O Brasil consolidou sua posição como principal polo de inovação da América Latina ao concentrar 45,6% dos pedidos de patentes da região, de acordo com dados da Comissão Econômica para a América Latina e o Caribe (Cepal).
O número coloca o país à frente de economias relevantes como México, Argentina e Chile, reforçando seu protagonismo no sistema regional de propriedade intelectual. No entanto, os dados também revelam um cenário mais complexo: apesar da liderança, a inovação ainda depende fortemente de agentes estrangeiros.

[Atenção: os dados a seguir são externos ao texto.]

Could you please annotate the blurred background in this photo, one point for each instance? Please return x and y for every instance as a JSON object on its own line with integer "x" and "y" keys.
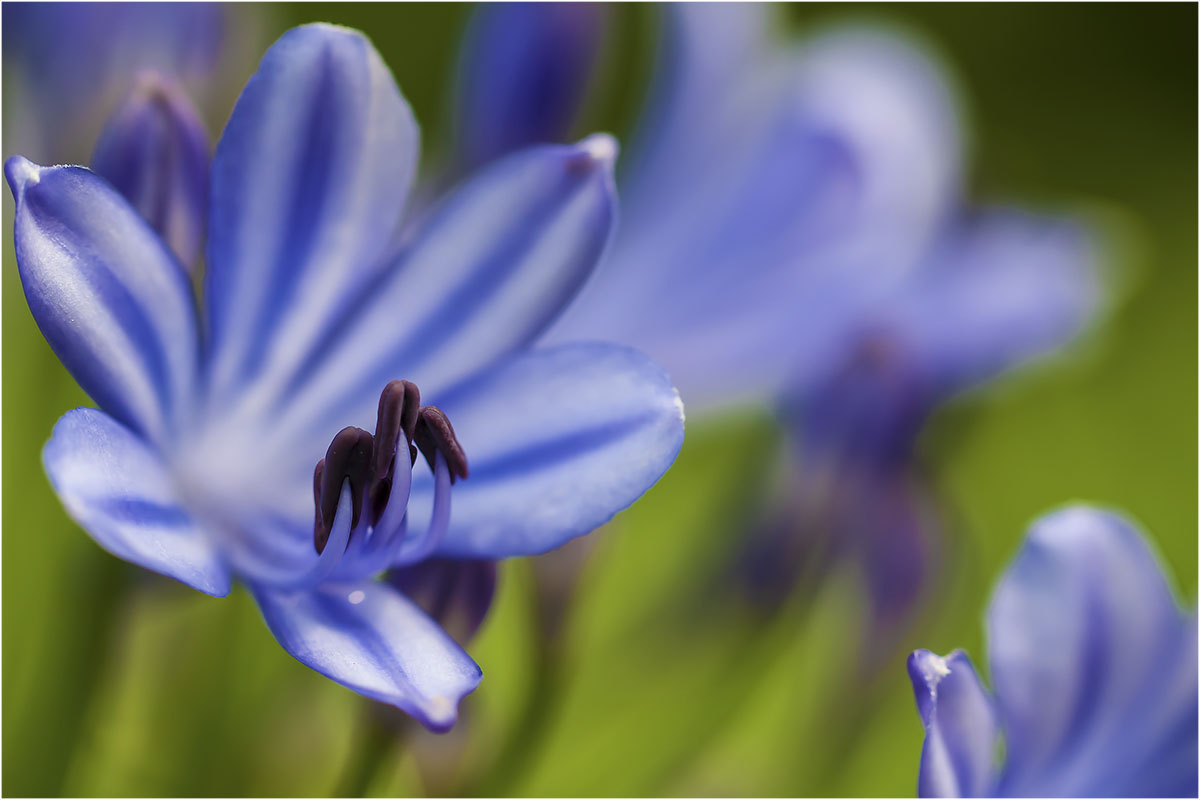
{"x": 120, "y": 683}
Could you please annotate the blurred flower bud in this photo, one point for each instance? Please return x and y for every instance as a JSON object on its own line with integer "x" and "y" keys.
{"x": 523, "y": 76}
{"x": 456, "y": 594}
{"x": 155, "y": 151}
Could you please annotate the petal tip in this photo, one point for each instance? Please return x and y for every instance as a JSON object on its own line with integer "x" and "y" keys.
{"x": 599, "y": 149}
{"x": 22, "y": 173}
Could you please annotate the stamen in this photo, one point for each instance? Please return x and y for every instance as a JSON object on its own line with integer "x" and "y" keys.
{"x": 347, "y": 458}
{"x": 400, "y": 404}
{"x": 369, "y": 464}
{"x": 436, "y": 434}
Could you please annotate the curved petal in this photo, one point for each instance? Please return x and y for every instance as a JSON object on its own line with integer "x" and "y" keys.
{"x": 107, "y": 294}
{"x": 375, "y": 641}
{"x": 522, "y": 77}
{"x": 1005, "y": 287}
{"x": 486, "y": 272}
{"x": 118, "y": 489}
{"x": 1083, "y": 633}
{"x": 838, "y": 166}
{"x": 309, "y": 181}
{"x": 558, "y": 440}
{"x": 958, "y": 757}
{"x": 155, "y": 151}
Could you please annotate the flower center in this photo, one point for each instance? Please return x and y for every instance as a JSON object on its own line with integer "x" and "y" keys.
{"x": 369, "y": 463}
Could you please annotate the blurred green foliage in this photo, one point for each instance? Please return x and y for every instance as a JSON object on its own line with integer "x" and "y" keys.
{"x": 118, "y": 683}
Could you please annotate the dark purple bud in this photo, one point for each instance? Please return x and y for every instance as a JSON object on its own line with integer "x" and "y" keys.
{"x": 347, "y": 458}
{"x": 155, "y": 151}
{"x": 435, "y": 434}
{"x": 456, "y": 594}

México aparece na segunda posição com cerca de 34% dos pedidos, enquanto Argentina e Chile têm participações significativamente menores. Juntos, Brasil e México concentram quase 80% dos depósitos de patentes na América Latina, evidenciando a concentração geográfica da atividade inovadora na região.

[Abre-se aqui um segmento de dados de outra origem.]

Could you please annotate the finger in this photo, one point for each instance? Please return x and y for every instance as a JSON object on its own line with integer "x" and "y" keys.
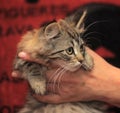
{"x": 51, "y": 98}
{"x": 16, "y": 74}
{"x": 27, "y": 57}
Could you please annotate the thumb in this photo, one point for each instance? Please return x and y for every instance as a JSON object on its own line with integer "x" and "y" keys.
{"x": 51, "y": 98}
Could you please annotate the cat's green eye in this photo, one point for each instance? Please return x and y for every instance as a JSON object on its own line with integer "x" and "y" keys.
{"x": 70, "y": 51}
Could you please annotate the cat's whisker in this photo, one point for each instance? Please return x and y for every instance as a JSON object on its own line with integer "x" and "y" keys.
{"x": 91, "y": 33}
{"x": 60, "y": 78}
{"x": 96, "y": 22}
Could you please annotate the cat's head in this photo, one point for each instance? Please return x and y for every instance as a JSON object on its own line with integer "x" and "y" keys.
{"x": 61, "y": 42}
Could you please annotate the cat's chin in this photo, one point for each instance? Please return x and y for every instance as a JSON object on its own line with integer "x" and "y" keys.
{"x": 73, "y": 68}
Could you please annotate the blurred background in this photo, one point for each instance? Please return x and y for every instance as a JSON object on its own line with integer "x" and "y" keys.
{"x": 17, "y": 17}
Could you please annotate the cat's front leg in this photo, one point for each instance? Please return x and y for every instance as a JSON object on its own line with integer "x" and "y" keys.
{"x": 36, "y": 77}
{"x": 34, "y": 73}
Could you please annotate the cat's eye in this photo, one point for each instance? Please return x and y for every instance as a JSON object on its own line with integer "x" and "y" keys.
{"x": 70, "y": 51}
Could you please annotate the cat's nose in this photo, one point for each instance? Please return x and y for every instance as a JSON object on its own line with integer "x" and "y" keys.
{"x": 80, "y": 58}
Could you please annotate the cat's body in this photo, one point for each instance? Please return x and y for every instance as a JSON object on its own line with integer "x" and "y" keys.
{"x": 62, "y": 42}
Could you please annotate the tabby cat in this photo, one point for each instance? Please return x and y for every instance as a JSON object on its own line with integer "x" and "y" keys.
{"x": 59, "y": 41}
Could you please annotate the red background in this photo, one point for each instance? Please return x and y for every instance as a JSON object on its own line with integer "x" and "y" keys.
{"x": 16, "y": 17}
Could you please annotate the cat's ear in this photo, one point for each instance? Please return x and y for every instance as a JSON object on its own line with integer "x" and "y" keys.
{"x": 52, "y": 30}
{"x": 63, "y": 23}
{"x": 80, "y": 23}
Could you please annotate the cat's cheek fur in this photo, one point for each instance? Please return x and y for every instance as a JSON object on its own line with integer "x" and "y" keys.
{"x": 38, "y": 86}
{"x": 88, "y": 62}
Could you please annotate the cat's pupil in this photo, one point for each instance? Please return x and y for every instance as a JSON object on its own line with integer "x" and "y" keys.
{"x": 70, "y": 51}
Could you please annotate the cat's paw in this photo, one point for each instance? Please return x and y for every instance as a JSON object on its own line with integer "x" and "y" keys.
{"x": 38, "y": 86}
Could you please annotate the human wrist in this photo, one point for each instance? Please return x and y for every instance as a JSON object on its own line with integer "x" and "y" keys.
{"x": 111, "y": 93}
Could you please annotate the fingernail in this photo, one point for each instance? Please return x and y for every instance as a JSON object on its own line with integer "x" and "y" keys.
{"x": 22, "y": 54}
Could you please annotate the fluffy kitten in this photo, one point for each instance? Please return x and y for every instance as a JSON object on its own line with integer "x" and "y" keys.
{"x": 59, "y": 41}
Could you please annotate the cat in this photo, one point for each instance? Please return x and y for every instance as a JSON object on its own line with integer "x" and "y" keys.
{"x": 59, "y": 41}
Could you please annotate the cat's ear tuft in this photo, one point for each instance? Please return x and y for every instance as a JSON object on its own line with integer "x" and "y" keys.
{"x": 63, "y": 23}
{"x": 52, "y": 30}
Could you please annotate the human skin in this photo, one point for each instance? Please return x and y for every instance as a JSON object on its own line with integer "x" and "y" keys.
{"x": 102, "y": 83}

Dependência tecnológica ainda é elevada
Um dos pontos mais relevantes do relatório é que mais de 85% dos pedidos de patentes na América Latina são realizados por não residentes, principalmente empresas dos Estados Unidos e da Europa.
Esse dado evidencia que, embora o Brasil lidere em volume, grande parte das tecnologias protegidas no território nacional não tem origem local, o que limita a captura de valor econômico e tecnológico.
Ao mesmo tempo, há sinais positivos: a participação de requerentes locais vem crescendo, ainda que de forma gradual. Entre os períodos analisados, houve aumento na presença de inventores e empresas latino-americanas nos depósitos, indicando um fortalecimento progressivo da capacidade inovadora regional.
Universidades ganham protagonismo na inovação
Outro destaque é o papel crescente das universidades e instituições públicas de pesquisa. Elas ampliaram sua participação nos pedidos de patentes, enquanto o setor privado reduziu sua presença relativa.
Esse movimento sugere que boa parte da inovação de maior densidade tecnológica ainda nasce no ambiente acadêmico, mas enfrenta desafios para chegar ao mercado e gerar impacto econômico em escala.
Desafio estratégico: transformar ciência em negócios
O cenário reforça um ponto crítico para o Brasil: converter produção científica em inovação aplicada e competitiva.
Em um contexto global em que ativos intangíveis e propriedade intelectual são centrais para a economia do conhecimento, ampliar a participação de empresas nacionais no desenvolvimento e exploração de tecnologias será determinante para:
- aumentar a competitividade industrial
- reduzir a dependência externa
- fortalecer cadeias produtivas locais
- atrair investimentos estratégicos
Mais do que liderar em volume de depósitos, o desafio brasileiro está em transformar essa posição em vantagem econômica sustentável.
A liderança do Brasil em patentes na América Latina revela um sistema de propriedade industrial relativamente estruturado, mas também expõe um gap clássico de economias emergentes:
- forte base científica
- baixa conversão em inovação de mercado
Nesse contexto, políticas públicas, incentivos à inovação empresarial e mecanismos de transferência de tecnologia tornam-se decisivos para equilibrar o sistema.
Além disso, o cenário reforça a importância de instituições como o INPI na construção de um ambiente mais eficiente, previsível e alinhado às demandas da economia digital.